Behavioral marital therapy, sometimes called behavioral couples therapy, has its origins in behaviorism and is a form of behavior therapy. The theory is rooted in social learning theory and behavior analysis. As a model, it is constantly being revised as new research presents.

==History==
Behavioral marital therapy started with simple research conducted on couples in the 1960s. Robert Weiss and Richard Stuart were the original authors of such research. In early 1970s Nathan Azrin published his concept of mutual reinforcement and reciprocity.
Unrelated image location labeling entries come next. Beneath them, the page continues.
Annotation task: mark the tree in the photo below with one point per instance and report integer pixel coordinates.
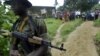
(6, 20)
(82, 5)
(97, 6)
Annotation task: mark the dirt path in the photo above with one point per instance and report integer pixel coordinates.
(80, 42)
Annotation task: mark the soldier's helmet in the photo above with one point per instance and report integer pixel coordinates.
(23, 2)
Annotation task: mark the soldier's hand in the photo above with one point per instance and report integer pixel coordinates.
(14, 53)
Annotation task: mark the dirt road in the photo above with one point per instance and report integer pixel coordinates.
(80, 42)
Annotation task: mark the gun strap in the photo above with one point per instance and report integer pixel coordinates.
(22, 24)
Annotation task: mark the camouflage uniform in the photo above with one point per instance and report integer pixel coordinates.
(27, 47)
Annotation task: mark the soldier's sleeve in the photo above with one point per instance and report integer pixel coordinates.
(42, 30)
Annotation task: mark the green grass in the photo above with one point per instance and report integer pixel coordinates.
(69, 27)
(98, 36)
(52, 26)
(97, 22)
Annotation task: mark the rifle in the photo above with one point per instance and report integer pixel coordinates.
(35, 40)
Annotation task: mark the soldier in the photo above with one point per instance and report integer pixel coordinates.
(20, 8)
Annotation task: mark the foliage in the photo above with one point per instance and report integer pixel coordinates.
(98, 36)
(52, 25)
(82, 5)
(69, 27)
(97, 6)
(5, 24)
(97, 22)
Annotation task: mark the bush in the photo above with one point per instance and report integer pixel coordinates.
(69, 27)
(97, 22)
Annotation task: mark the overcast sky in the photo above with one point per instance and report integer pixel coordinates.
(46, 2)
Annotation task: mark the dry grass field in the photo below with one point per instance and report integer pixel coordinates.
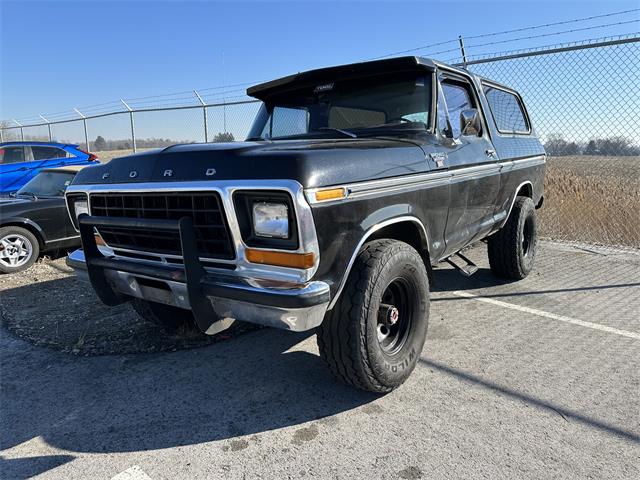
(592, 199)
(588, 199)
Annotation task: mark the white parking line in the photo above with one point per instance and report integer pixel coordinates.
(552, 316)
(133, 473)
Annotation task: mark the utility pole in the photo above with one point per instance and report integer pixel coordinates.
(204, 113)
(86, 134)
(133, 128)
(48, 126)
(464, 55)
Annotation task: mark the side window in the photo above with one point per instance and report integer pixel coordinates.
(457, 98)
(507, 110)
(287, 121)
(47, 153)
(12, 155)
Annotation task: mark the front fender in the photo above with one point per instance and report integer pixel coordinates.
(26, 223)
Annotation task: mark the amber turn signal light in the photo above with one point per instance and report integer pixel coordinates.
(281, 259)
(330, 194)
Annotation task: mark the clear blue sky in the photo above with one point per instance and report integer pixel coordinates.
(56, 55)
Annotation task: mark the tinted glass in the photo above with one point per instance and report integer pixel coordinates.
(12, 155)
(507, 110)
(48, 184)
(401, 100)
(46, 153)
(457, 98)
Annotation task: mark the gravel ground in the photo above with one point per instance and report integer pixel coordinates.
(533, 379)
(30, 310)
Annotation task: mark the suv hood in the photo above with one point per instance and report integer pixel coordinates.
(313, 163)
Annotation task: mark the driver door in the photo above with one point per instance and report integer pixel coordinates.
(471, 159)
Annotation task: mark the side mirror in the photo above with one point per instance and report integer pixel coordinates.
(470, 123)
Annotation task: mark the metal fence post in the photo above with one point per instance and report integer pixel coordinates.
(86, 134)
(48, 126)
(133, 128)
(464, 55)
(21, 130)
(204, 112)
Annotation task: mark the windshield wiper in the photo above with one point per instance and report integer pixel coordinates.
(29, 194)
(339, 130)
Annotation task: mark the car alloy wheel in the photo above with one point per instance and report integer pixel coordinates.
(15, 250)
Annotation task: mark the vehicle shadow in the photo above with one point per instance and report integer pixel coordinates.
(255, 383)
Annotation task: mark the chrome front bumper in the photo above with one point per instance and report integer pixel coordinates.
(215, 298)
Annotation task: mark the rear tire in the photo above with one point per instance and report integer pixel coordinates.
(19, 249)
(512, 249)
(171, 319)
(365, 343)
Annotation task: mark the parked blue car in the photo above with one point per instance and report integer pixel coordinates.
(21, 161)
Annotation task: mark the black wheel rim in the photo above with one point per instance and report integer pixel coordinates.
(527, 236)
(395, 316)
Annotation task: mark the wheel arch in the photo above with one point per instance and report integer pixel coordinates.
(525, 189)
(406, 229)
(29, 225)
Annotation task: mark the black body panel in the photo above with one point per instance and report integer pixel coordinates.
(46, 217)
(312, 163)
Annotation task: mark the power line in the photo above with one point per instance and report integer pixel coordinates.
(564, 22)
(529, 37)
(504, 32)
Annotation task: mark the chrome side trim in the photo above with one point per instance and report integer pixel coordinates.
(513, 201)
(226, 188)
(63, 238)
(430, 179)
(362, 241)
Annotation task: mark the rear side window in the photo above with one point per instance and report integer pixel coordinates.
(12, 155)
(46, 153)
(507, 110)
(457, 98)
Azrin stated that (1) human behavior is maintained by reinforcement on the person who performed the behavior (2) people have a tendency to treat others as they are treated and (3) mutual reinforcement accounts at least partially for concepts like friendships, joy, and love. Neil Jacobson pioneered the behavioral marital therapy approach. He published a book with Gayla Margolin, which launched a social learning model of couples therapy. In this model of therapy, partners learn to be nicer to each other through behavioral exchange (contingency contracts), communicate better and improve their conflict-resolution skills. Early support came when John Gottman found that as long as the ratio of positive to negative interactions remains at least five to one, the relationship is sturdy. When the ratio dips below there is a 94 percent chance that a couple will divorce. Other authors have found a role for exchanges as well. Behavioral marital therapy model remains the most researched model of family therapy and was found to be effective for treating marital discord and depression in women. Parts of the behavioral couples therapy model, in particular strategic use of the communication skills to reinforce drug abstinence and open dialogue about treatment, were introduced as a method for getting drug abusing partners into treatment, a method known as Community reinforcement approach and family training.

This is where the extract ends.